One of the next beauty spots we were to discover properly for the first time was the Standing Stones at Kealkil. Set high in a field above the village, there are magnificent views of Bantry Bay and what seems like half the mountains in West Cork. In spite of living near it, we had never taken the time to go and look at it. But that is one of the real strengths of geocaching: it gets you out exploring places that guide books and even personal recommendations might fail to persuade you to visit.
Donnacha McCann is a geocaching enthusiast who has been at the very heart of the matter in Ireland since 2003, when he was among those that established Geocaching Ireland, of which he is still the administrator.
“For me, it was the sense of adventure,” says the Wicklow-based technology consultant. “I’m one of these guys that loves the outdoors and the sense of adventure that geocaching brings.
“A lot of people use the caches as a sort-of tour guide around Ireland because you’ll be brought to places that wouldn’t ordinarily be on the tourist trail; the caches are placed by guys with a good local knowledge of the beauty spots where not many people frequent.”
The first geocache in Europe was placed at a spot in Bray Head. Donnacha and a friend of his found it, and then wondered what to do next. So they each hid one and it took off from there.
Today, there are over 6,500 caches in Ireland alone. You can find them in all sorts of locations, whether it’s a little 35mm film box in a high-volume busy urban location or a great big ammunition box full of goodies in the middle of the countryside. They’re there, but you won’t know they’re there until you become a geocacher yourself.
The other thing that you can do is to get yourself a “geo-coin”. These are especially-designed trinkets that you can buy online and which come with a serial number. You then place them in a cache somewhere. Other geocaching folk will visit the cache, take the coin and place it somewhere else on this planet, from where another geocacher will move it on somewhere else. You can then trace the progress of your geo-coin online and follow its adventures, along with all the various comments from the different people who “meet” it. Armchair travel was never so visceral! The byword on the geocaching website reads “… where you are the search engine”. It’s a phrase that accurately gets across the idea of how an internet-based notion can, paradoxically, get children and adults away from the computer screen and out into the real, three-dimensional world.

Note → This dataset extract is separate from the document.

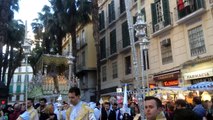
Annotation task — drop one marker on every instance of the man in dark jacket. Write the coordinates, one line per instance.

For that reason alone, it’s an idea that will, I believe, continue to “cache” on.
GETTING STARTED ...
GPS: this can be in the form of one of the more accurate ones for orienteering purposes; a car sat-nav, or even one that comes built into your smartphone.
Computer and printer: this will be handy for printing off the details of the cache, including co-ordinates and any special directions to help find the cache, although you can also download the co-ordinates directly into your sat-nav.
A lunch-box: the most commonly-used storage device for hiding a cache. Be aware that you do need to have permission from the land-owner for placing a geo-cache on their land.